Nach viel Streit hat die AfD-Fraktion im Bundestag Weidel und Chrupalla zu ihren Vorsitzenden gewählt

Aus Berlin Gareth Joswig

Nach zähen Diskussionen und Streit innerhalb der neuen AfD-Fraktion sind Alice Weidel und Tino Chrupalla als Doppelspitze mit 50 zu 25 Stimmen als Vorsitzende gewählt worden. Im Vorfeld der Abstimmung am Donnerstagnachmittag hatte es deutlich rumort in der neu konstituierten Bundestagsfraktion. Eigentlich hätte die Abstimmung bereits am Vortag über die Bühne gehen sollen. Das hatten Streit über die Tagesordnung sowie Änderungsanträge aber verhindert – mit dem Ziel, Weidel zu schwächen.

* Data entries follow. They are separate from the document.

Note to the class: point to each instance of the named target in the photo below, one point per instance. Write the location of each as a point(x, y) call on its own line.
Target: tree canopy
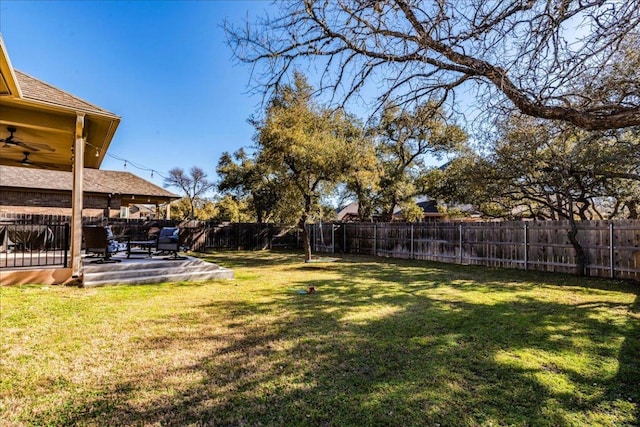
point(576, 61)
point(193, 185)
point(305, 148)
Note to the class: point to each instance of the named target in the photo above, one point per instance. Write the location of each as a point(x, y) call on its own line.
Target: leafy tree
point(203, 209)
point(574, 61)
point(546, 172)
point(233, 209)
point(193, 185)
point(305, 148)
point(405, 138)
point(243, 176)
point(363, 179)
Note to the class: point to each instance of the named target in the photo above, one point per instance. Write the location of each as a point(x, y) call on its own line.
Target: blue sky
point(163, 66)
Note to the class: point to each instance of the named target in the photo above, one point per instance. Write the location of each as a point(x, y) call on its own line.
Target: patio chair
point(97, 242)
point(169, 241)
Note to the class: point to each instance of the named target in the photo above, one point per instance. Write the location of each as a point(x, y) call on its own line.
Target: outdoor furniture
point(169, 241)
point(25, 237)
point(97, 241)
point(136, 246)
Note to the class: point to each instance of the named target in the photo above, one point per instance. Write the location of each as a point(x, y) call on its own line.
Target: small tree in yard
point(305, 148)
point(193, 185)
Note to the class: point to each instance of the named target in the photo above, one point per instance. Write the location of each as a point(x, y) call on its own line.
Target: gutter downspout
point(76, 198)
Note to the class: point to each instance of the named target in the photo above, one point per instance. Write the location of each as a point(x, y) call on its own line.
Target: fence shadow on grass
point(396, 349)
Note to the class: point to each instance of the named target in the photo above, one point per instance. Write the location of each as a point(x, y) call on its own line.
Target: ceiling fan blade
point(26, 161)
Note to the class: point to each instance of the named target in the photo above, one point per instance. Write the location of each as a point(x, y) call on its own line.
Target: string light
point(128, 162)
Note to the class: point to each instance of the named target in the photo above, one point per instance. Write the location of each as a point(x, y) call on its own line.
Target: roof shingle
point(95, 181)
point(37, 90)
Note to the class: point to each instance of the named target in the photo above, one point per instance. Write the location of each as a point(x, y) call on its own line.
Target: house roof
point(43, 114)
point(95, 181)
point(37, 90)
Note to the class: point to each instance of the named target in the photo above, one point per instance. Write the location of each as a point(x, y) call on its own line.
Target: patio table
point(143, 247)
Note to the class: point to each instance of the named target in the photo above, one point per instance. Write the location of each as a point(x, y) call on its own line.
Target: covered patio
point(44, 127)
point(47, 129)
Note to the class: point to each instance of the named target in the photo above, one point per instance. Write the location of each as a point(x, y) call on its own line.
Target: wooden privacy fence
point(612, 248)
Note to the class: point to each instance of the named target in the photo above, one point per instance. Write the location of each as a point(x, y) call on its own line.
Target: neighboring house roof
point(95, 181)
point(37, 90)
point(429, 207)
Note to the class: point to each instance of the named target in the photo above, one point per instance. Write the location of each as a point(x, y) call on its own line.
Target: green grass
point(382, 342)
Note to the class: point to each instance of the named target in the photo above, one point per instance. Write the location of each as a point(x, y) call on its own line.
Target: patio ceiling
point(44, 116)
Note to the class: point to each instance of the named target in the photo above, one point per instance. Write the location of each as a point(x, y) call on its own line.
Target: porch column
point(76, 198)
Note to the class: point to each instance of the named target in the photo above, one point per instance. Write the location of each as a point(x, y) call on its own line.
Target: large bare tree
point(572, 60)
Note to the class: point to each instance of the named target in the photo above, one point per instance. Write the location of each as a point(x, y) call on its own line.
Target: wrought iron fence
point(25, 243)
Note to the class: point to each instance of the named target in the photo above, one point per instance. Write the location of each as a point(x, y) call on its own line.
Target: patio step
point(152, 271)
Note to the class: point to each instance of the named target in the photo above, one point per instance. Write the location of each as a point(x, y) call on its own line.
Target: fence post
point(526, 243)
point(612, 273)
point(344, 237)
point(333, 238)
point(460, 242)
point(375, 235)
point(67, 232)
point(411, 241)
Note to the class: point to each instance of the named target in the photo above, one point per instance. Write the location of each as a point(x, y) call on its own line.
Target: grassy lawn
point(381, 342)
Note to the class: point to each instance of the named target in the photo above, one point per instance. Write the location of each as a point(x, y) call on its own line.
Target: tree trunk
point(306, 243)
point(581, 256)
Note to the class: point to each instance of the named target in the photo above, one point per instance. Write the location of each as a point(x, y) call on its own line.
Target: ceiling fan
point(26, 161)
point(10, 140)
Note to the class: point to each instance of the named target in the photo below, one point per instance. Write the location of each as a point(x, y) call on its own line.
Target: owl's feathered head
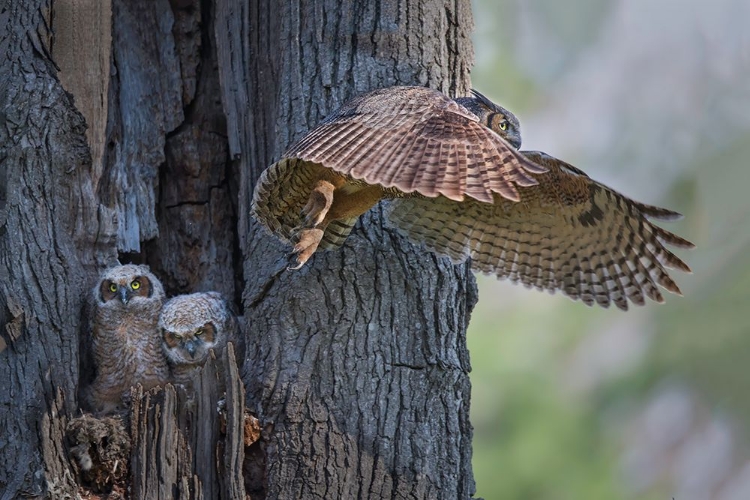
point(128, 285)
point(192, 324)
point(496, 118)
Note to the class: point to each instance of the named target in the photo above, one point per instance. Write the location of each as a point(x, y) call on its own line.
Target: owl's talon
point(318, 204)
point(307, 243)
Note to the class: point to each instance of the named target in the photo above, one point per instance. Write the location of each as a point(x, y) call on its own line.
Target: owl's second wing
point(417, 140)
point(567, 233)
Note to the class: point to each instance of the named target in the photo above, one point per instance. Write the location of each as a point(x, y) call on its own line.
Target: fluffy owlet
point(193, 324)
point(463, 189)
point(125, 335)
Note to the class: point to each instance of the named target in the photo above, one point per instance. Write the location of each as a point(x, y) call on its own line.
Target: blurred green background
point(571, 402)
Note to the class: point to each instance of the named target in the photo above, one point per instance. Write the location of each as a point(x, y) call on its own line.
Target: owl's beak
point(190, 347)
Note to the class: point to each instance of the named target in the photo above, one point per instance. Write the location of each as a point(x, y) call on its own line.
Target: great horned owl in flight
point(126, 301)
point(463, 189)
point(193, 324)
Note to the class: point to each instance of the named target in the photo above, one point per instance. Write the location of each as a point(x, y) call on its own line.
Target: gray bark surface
point(356, 365)
point(44, 160)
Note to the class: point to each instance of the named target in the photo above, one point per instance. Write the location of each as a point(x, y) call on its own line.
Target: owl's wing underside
point(417, 140)
point(283, 190)
point(567, 233)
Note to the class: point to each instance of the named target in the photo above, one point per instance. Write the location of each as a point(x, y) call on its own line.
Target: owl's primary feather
point(126, 343)
point(528, 217)
point(191, 325)
point(417, 139)
point(567, 233)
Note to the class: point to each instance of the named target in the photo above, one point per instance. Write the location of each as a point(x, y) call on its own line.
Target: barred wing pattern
point(280, 194)
point(417, 140)
point(567, 233)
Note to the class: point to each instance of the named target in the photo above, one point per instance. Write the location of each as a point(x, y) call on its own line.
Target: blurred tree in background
point(652, 98)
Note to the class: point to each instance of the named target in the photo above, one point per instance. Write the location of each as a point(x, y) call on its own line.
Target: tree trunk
point(356, 365)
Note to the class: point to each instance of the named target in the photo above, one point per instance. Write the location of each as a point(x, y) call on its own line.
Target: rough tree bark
point(356, 365)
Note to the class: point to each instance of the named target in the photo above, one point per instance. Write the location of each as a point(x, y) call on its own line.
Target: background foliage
point(652, 98)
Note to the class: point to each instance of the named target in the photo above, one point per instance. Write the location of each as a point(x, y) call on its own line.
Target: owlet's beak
point(124, 294)
point(190, 347)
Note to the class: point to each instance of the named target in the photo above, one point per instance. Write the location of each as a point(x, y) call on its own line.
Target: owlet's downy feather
point(192, 325)
point(462, 189)
point(126, 303)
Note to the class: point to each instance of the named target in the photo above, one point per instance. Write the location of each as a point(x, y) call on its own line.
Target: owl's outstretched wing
point(567, 233)
point(417, 140)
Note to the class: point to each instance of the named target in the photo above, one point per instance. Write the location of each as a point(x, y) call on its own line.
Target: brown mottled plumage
point(126, 341)
point(193, 324)
point(462, 189)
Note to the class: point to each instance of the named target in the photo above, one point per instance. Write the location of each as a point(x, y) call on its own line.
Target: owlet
point(193, 324)
point(125, 335)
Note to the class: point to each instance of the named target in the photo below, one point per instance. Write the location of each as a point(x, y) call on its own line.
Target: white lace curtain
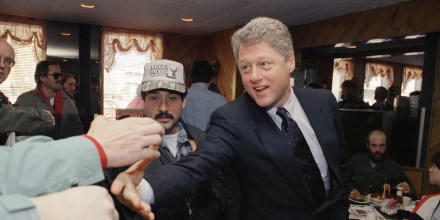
point(25, 33)
point(28, 38)
point(123, 41)
point(384, 74)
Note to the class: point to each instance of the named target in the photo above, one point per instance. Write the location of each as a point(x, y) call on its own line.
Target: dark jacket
point(212, 201)
point(243, 135)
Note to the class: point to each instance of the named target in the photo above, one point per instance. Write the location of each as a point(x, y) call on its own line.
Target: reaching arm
point(26, 121)
point(39, 165)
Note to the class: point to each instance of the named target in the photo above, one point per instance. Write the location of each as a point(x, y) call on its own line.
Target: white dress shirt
point(297, 113)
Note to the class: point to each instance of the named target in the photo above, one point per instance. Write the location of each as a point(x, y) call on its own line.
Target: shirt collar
point(289, 106)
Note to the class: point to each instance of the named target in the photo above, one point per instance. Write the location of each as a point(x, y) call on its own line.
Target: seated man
point(370, 170)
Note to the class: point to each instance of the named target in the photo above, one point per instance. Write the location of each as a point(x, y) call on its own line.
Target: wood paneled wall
point(215, 48)
point(406, 18)
point(434, 137)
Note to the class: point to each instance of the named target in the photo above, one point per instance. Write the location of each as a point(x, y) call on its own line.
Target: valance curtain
point(28, 38)
point(383, 72)
point(124, 41)
point(411, 73)
point(344, 68)
point(124, 54)
point(26, 33)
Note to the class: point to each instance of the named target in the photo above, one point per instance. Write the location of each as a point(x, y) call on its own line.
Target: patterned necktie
point(309, 168)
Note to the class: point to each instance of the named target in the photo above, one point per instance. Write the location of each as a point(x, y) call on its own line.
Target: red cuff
point(101, 151)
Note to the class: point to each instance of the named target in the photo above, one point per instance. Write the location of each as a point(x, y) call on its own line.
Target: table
point(358, 212)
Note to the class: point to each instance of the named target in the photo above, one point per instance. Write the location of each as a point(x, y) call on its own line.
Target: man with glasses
point(49, 96)
point(13, 119)
point(370, 170)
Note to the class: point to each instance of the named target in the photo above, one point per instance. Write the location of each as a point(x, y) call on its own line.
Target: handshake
point(124, 142)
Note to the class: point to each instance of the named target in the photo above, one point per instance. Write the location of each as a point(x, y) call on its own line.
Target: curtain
point(384, 74)
point(344, 68)
point(124, 41)
point(125, 52)
point(28, 38)
point(25, 32)
point(412, 80)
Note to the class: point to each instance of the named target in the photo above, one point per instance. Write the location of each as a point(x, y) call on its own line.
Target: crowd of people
point(276, 152)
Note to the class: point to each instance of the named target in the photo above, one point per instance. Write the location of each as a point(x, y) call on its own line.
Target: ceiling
point(164, 15)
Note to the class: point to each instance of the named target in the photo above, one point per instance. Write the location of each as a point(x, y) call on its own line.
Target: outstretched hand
point(125, 141)
point(124, 187)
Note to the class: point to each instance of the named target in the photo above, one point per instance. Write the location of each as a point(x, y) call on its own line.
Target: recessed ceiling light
point(187, 19)
point(378, 40)
point(89, 6)
point(414, 36)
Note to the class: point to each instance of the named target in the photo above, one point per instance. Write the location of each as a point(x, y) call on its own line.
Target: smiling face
point(265, 74)
point(165, 106)
point(6, 52)
point(377, 146)
point(434, 175)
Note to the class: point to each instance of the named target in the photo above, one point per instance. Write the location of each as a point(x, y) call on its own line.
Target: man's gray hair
point(269, 30)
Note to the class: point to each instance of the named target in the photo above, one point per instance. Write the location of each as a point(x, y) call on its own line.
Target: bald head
point(377, 145)
point(6, 52)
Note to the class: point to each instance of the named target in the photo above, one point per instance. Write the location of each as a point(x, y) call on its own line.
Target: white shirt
point(297, 113)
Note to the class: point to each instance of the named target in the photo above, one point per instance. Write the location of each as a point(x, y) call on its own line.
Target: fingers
point(119, 183)
point(145, 211)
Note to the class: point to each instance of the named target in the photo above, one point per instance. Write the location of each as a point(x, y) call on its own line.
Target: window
point(342, 70)
point(412, 80)
point(29, 43)
point(125, 55)
point(376, 75)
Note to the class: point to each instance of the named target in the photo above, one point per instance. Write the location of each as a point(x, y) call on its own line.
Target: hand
point(125, 141)
point(85, 203)
point(124, 188)
point(405, 187)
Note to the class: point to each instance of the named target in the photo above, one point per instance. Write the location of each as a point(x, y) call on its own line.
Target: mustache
point(164, 115)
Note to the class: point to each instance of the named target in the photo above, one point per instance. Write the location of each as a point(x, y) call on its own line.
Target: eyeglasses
point(56, 75)
point(8, 61)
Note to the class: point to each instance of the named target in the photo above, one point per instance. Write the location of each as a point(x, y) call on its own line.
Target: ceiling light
point(88, 6)
point(414, 53)
point(187, 19)
point(378, 40)
point(379, 56)
point(350, 46)
point(414, 36)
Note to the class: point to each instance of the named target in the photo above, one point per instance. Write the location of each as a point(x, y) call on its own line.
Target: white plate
point(375, 200)
point(366, 200)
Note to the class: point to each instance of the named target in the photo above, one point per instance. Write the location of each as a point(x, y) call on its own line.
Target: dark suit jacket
point(244, 136)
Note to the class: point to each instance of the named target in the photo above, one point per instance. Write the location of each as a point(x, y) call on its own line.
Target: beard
point(376, 157)
point(164, 115)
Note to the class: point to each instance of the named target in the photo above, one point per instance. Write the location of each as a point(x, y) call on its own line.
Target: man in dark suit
point(249, 135)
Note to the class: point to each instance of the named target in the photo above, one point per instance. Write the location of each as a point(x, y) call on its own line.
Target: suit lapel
point(275, 145)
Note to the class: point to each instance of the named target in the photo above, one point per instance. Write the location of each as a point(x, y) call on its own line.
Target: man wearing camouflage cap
point(164, 92)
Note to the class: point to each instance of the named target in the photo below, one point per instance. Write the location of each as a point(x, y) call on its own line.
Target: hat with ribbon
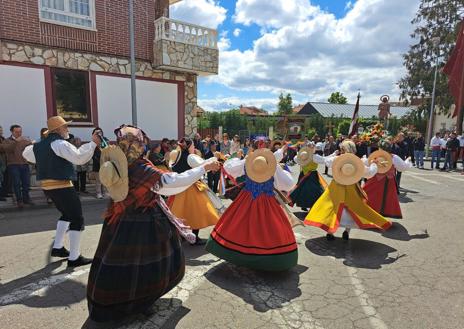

Bereits am Mittwoch hat Weidel nach gerade mal einer Stunde Diskussion die wegen Coronaregeln im Plenarsaal des Bundestags stattfindende Fraktionssitzung kurz verlassen und dabei genervt gerufen: „Was ist das hier für ein Laden?“ Die neue und radikal geschrumpfte AfD-Fraktion hat 82 Abgeordnete, von denen 25 neu sind im Bundestag. Ihr erstes Aufeinandertreffen zeigt, dass der Job von Chrupalla und Weidel kein leichter sein dürfte. Die Kontroversen hinterlassen parteiintern die Sorge, inwiefern die AfD-Fraktion in der nächsten Legislaturperiode unterzugehen droht – vor allem wenn die CDU stärkste Oppositionspartei wird.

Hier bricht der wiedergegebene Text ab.